Fully agree. Multisite is a super super advanced configuration and is not something we support on Meta much.
It sure is. Discourse + the Docs plugin + some extra customizations. Using Discourse is our preference for this, but I do see the benefits of using a wiki/SSG site also.
It would be great if the “less supported” topics could go into their own clearly marked category.
There does seem to be a current mindset that if it’s written here then support is in some way owed.
It also makes it easier to advocate for users to test prior to upgrading, because such features are usually more fragile or less widely tested between releases.
Subfolder, multisite, tertiary categories would all fall into this bucket, right?
I think that multisite is pretty much “supported” but it’s expected that if you go down that road you know that more is expected of you (e.g., you need to think about what rebuild app means in various contexts). I’d say that it’s “advanced”, but not “super super advanced”.
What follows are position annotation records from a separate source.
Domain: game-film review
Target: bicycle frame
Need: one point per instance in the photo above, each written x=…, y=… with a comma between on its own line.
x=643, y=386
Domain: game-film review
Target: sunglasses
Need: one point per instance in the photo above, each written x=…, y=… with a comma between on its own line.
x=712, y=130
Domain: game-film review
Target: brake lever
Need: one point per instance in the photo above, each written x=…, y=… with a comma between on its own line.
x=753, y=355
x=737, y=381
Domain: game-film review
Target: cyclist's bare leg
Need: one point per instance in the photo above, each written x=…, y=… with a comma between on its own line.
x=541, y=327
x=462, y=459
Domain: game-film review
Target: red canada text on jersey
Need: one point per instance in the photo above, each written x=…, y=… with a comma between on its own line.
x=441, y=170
Agreed that teriary categories and subfolder are “super super advanced”.
Maybe I’m more thinking about multisite with Let’s Encrypt, that has broken repeatedly over the years and sometimes the updated documentation has taken weeks or months to emerge.
Ahh. Yes. I do think that’s probably pretty stable now (I think the last change had to do with how redirects were handled in nginx), and I do have a Multisite Configuration with Let's Encrypt and no reverse proxy - Documentation - Literate Computing Support that I mean to post here Real Soon Now (it was December 2, 2020 that I wrote and last tested it). But multisite is definitely you’re-mostly-on-your-own. I don’t think it even makes sense unless you have at least 3 (maybe 10?) sites, since it seems that most people who think they want it are trying to get by on a single 1GB droplet.
What I would find most helpful is if you don’t put more effort into structuring the category (how-to) as such, but rather give a better structure to the Docs.
I really appreciate if the forum is just fluid for users to post. I think for that it’s central you have good top level categories and users post in the right one of these. But when sub-categories get complex, when it becomes important for users to post in the right sub-category or in which sub-category to look for stuff, I find that somewhat disruptive.
Right now you practically just mirror the forum set-up on the docs:
Why not have staff use some staff-only tags to curate and structure the docs, like ‘docs-getting-started’, ‘docs-setup’ - with content from anywhere on the forum? Then you could set up a Docs page that is more than just a mirror of the forum, but has a properly curated table of contents, like:
Docs
+Getting Started
+Setup
+Advanced Setup
+Contributing
+Configuring
+Advanced Configuring
That’s actually the idea here, @nolo! We’re planning to create some ways to easily filter by these types of how-tos, but still retain the filters that already exist in the Docs plugin. Organizing these how-tos into specific tags is the first place to start.